BXSL has really been able to capitalize on these higher rates by not only growing NII per share, but also growing their total portfolio value through increases in net assets and a growing amount of originations and funding. Originations continued to grow quarter over quarter, with investment commitments now totaling $1.1B as of the latest quarter.
This is more than a 10x increase from Q1 of the prior year, which totaled only $108M. This level of growth will likely continue to help grow their overall portfolio value, while simultaneously providing the opportunity to expand reach in underserved industries.
Similarly, I am impressed with the level of investment funding that BXSL has maintained, which now sits at $719M. This helps ensure that BXSL continues to have the access to new investments as it maintains a level of liquidity that helps the BDC navigate any unexpected headwinds.

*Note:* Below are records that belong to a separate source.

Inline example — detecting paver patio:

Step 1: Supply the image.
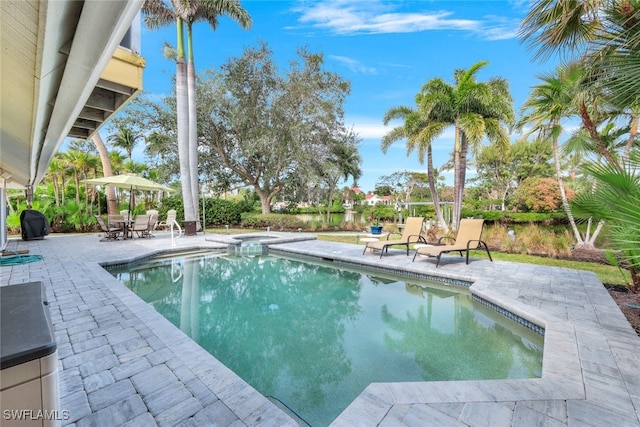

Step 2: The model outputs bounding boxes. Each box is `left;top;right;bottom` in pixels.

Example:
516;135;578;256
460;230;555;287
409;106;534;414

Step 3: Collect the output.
0;233;640;426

Management has committed about $532M in funded investment activity for the quarter. This includes investments in 18 new portfolio companies that have a weighted average yield of 11.4%. Additionally, the new investment commitments have an average position size of $35M. Lastly, BXSL’s liquidity remains quite solid with $148M in available cash and equivalents, which is accompanied by $1.3B in undrawn borrowing capacity.
Dividend Coverage
As of the latest declared quarterly dividend of $0.77 per share, the current dividend yield sits at 9.9%. Although the dividend yield is already nearing that double-digit rate, BXSL does have a history of raising their dividend rate. When the fund went public, the quarterly dividend rate was $0.53 per share. This is supported by the growing NII that we’ve seen. As previously mentioned, NII per share for the quarter landed at $0.96. Since the distribution is typically covered by NII, this means that net investment income covers the distribution at a rate by 124.68%.

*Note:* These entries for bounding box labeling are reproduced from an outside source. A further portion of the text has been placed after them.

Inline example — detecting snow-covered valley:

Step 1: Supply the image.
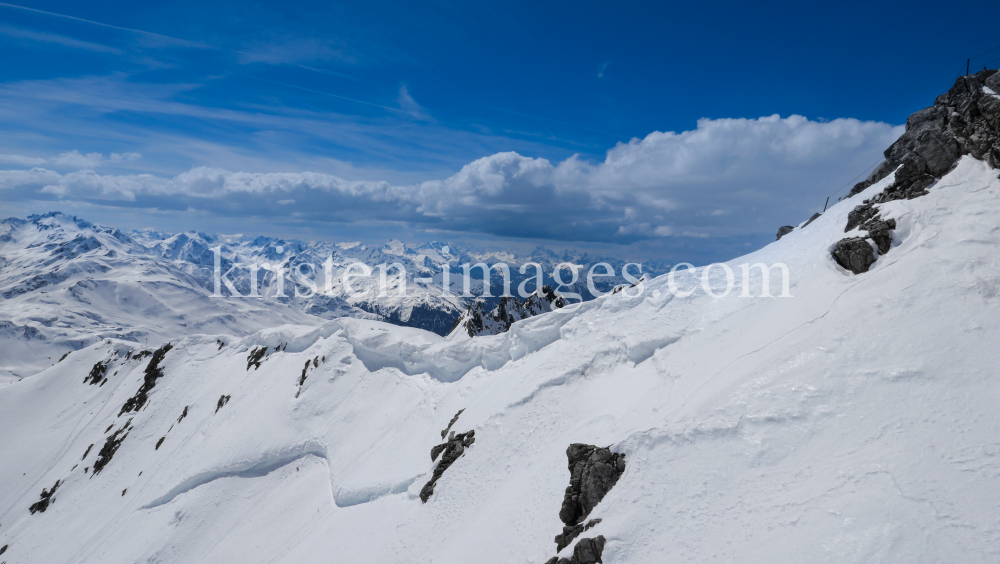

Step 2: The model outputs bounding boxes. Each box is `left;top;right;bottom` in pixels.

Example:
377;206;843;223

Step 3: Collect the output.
0;157;1000;564
0;68;1000;564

This sort of coverage leaves me very confident that the distribution remains well-supported and there is very little threat of a dividend cut. Even if interest rates come down and NII comes in a bit lower, I believe that the strong growth and underwriting abilities of the fund can offset any hits to earnings with new investments. As mentioned, originations and funding has consistently grown during a time where the environment is a bit challenging and discourages growth. Therefore, in the opposite environment where interest rates are falling, I believe that BXSL will be able to offset any weaknesses through added growth and additional originations.

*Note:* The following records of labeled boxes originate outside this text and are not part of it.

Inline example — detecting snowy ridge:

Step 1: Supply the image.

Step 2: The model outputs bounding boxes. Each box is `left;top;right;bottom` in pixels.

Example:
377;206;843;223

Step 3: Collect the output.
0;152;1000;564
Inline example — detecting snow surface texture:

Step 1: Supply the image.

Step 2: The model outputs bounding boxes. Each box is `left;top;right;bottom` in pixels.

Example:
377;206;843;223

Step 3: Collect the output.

Therefore, BXSL may be a great choice for the investor that is looking for exposure to the BDC sector and wishes to have a ‘set it and forget it’ investing experience. The distribution coverage is very healthy and if NII continues to grow despite the interest rate environment, we could see future distribution increases or supplementals when performance is strong.
Valuation
Since BXSL operates as a business development company, the price can trade at a different level than the value of the underlying assets within the fund. Since the price history is very limited, we don’t have much price to NAV (net asset value) data to reference here. However, the price currently trades at a premium to NAV of about 19.3%. For reference, BXSL traded at an approximate discount to NAV of about 11% at the very beginning of the year in January. The continued growth of the NAV per share and NII has contributed to BXSL’s upside and shrinkage of this discount.
Trading at a premium to NAV doesn’t necessarily mean that a BDC is overvalued, however. There are plenty of high quality BDCs that have frequently traded at a very high premium to NAV due to their consistent performance and high quality management or portfolio. Here are some of the BDCs that I favor and have consistently traded at a high premium to NAV frequently.
- Hercules Capital (HTGC): Average 3-year premium to NAV of 44.5%.
- Capital Southwest (CSWC): Average 3-year premium to NAV of 35%.
- Main Street Capital (MAIN): Average 3-year premium to NAV of 57.2%.
Wall St. seems to agree with my consensus that there is an upside potential. The average price target currently sits at $32.38 per share. This represents a potential upside of about 4% from the current level. While I cannot provide a specific price target, I do believe that as the portfolio grows, we will see appreciation in share price as the NAV grows due to new investments.
Takeaway
In conclusion, BXSL stands as a high quality business development company that has a very strategic approach to its debt investments that maintains a specific risk profile and structure to mitigate risk. The dividend yield of 9.9% remains well supported by the net investment income and eliminates any worries of potential cuts happening. Even if interest rates start to get cut, I believe that BXSL should be able to offset any hits in NII through their increased investment activity and growing originations and funding profile. Despite the price trading at a premium to NAV, I believe this premium it justified by the fund’s performance and may grow. Therefore, I am rating BXSL as a buy.